Can I run functionary-medium-v3.2 on a Radeon RX 6500 XT?
Not at these settings. No indexed quantization of functionary-medium-v3.2 fits Radeon RX 6500 XT at any context we compute, with q8_0 KV. The smallest shipped quantization is 15.60 GiB in weights alone, against 3.72 GiB usable. CPU offload can still run it, slowly.
Every quantization at every context
| Quant | Weights● | 4K◐ | 8K◐ | 16K◐ | 32K◐ | 64K◐ | 128K◐ |
|---|---|---|---|---|---|---|---|
| Q8_0 | 69.83 GiB | 71.5 | 72.2 | 73.5 | 76.2 | 81.5 | 92.1 |
| Q6_K | 53.91 GiB | 55.6 | 56.3 | 57.6 | 60.3 | 65.6 | 76.2 |
| Q5_K_M | 46.52 GiB | 48.2 | 48.9 | 50.2 | 52.9 | 58.2 | 68.8 |
| Q4_K_L | 40.33 GiB | 42.0 | 42.7 | 44.0 | 46.7 | 52.0 | 62.6 |
| Q4_K_M | 39.60 GiB | 41.3 | 42.0 | 43.3 | 45.9 | 51.3 | 61.9 |
| Q4_K_S | 37.58 GiB | 39.3 | 39.9 | 41.3 | 43.9 | 49.2 | 59.9 |
| IQ4_XS | 35.30 GiB | 37.0 | 37.7 | 39.0 | 41.6 | 47.0 | 57.6 |
| Q3_K_L | 34.59 GiB | 36.3 | 36.9 | 38.3 | 40.9 | 46.2 | 56.9 |
| Q3_K_M | 31.91 GiB | 33.6 | 34.3 | 35.6 | 38.3 | 43.6 | 54.2 |
| IQ3_M | 29.74 GiB | 31.4 | 32.1 | 33.4 | 36.1 | 41.4 | 52.0 |
| Q3_K_S | 28.79 GiB | 30.5 | 31.1 | 32.5 | 35.1 | 40.4 | 51.1 |
| IQ3_XXS | 25.58 GiB | 27.3 | 27.9 | 29.3 | 31.9 | 37.2 | 47.9 |
| Q2_K_L | 25.52 GiB | 27.2 | 27.9 | 29.2 | 31.9 | 37.2 | 47.8 |
| Q2_K | 24.56 GiB | 26.3 | 26.9 | 28.2 | 30.9 | 36.2 | 46.8 |
| IQ2_M | 22.46 GiB | 24.2 | 24.8 | 26.1 | 28.8 | 34.1 | 44.7 |
| IQ2_XS | 19.69 GiB | 21.4 | 22.0 | 23.4 | 26.0 | 31.3 | 42.0 |
| IQ2_XXS | 17.79 GiB | 19.5 | 20.1 | 21.5 | 24.1 | 29.4 | 40.1 |
| IQ1_M | 15.60 GiB | 17.3 | 18.0 | 19.3 | 21.9 | 27.3 | 37.9 |
Figures are GiB of total memory: weights plus KV cache plus compute buffer and backend overhead. Weights and KV are near-exact; the overhead term is modeled. Hover any cell for the breakdown.

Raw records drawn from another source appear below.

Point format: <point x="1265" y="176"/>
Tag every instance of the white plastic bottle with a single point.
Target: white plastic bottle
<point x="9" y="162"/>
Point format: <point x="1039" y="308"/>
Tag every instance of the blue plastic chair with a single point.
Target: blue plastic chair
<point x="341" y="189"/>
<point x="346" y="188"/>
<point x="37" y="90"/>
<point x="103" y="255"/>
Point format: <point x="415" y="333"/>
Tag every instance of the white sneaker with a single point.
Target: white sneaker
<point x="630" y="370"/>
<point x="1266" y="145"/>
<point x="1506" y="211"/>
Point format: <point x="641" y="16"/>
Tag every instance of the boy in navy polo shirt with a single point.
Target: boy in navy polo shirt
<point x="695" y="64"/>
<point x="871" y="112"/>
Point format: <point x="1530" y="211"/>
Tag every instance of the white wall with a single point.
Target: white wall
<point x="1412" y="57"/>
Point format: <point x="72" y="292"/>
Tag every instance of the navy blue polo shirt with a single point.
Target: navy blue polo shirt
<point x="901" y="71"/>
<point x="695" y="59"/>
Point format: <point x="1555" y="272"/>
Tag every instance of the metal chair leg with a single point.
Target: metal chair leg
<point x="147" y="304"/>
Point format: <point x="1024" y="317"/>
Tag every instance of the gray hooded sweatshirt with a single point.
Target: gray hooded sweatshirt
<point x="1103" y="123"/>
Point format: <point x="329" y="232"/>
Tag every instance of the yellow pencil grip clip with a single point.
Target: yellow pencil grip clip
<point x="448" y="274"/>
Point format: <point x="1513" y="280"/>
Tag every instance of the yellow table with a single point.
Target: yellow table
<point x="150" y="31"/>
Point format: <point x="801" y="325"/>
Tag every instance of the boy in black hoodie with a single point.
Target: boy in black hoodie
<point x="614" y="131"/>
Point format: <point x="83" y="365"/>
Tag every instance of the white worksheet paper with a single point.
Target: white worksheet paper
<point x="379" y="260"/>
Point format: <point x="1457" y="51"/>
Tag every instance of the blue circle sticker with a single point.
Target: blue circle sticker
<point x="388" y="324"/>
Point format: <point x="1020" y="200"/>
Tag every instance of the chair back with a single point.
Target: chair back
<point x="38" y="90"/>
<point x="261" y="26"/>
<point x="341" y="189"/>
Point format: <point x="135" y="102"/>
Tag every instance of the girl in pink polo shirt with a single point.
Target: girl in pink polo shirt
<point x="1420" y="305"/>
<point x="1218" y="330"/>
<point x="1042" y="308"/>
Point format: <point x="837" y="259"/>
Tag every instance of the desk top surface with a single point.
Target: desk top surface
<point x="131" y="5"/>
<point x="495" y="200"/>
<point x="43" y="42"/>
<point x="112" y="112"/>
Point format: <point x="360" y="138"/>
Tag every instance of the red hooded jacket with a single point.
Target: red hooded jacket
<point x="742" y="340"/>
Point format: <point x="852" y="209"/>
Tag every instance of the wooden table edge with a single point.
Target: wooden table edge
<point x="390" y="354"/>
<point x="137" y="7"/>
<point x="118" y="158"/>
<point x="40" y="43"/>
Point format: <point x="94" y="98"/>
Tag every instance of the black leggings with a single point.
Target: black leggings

Why other calculators disagree
A parameters × bits ÷ 8 estimate ignores two things that dominate at long context. First, the weights themselves are not the nominal rate — quantizations are mixtures, so the real file is consistently larger than the label implies. Second, most of this model's layers cache only a 8,192-token window rather than the full context.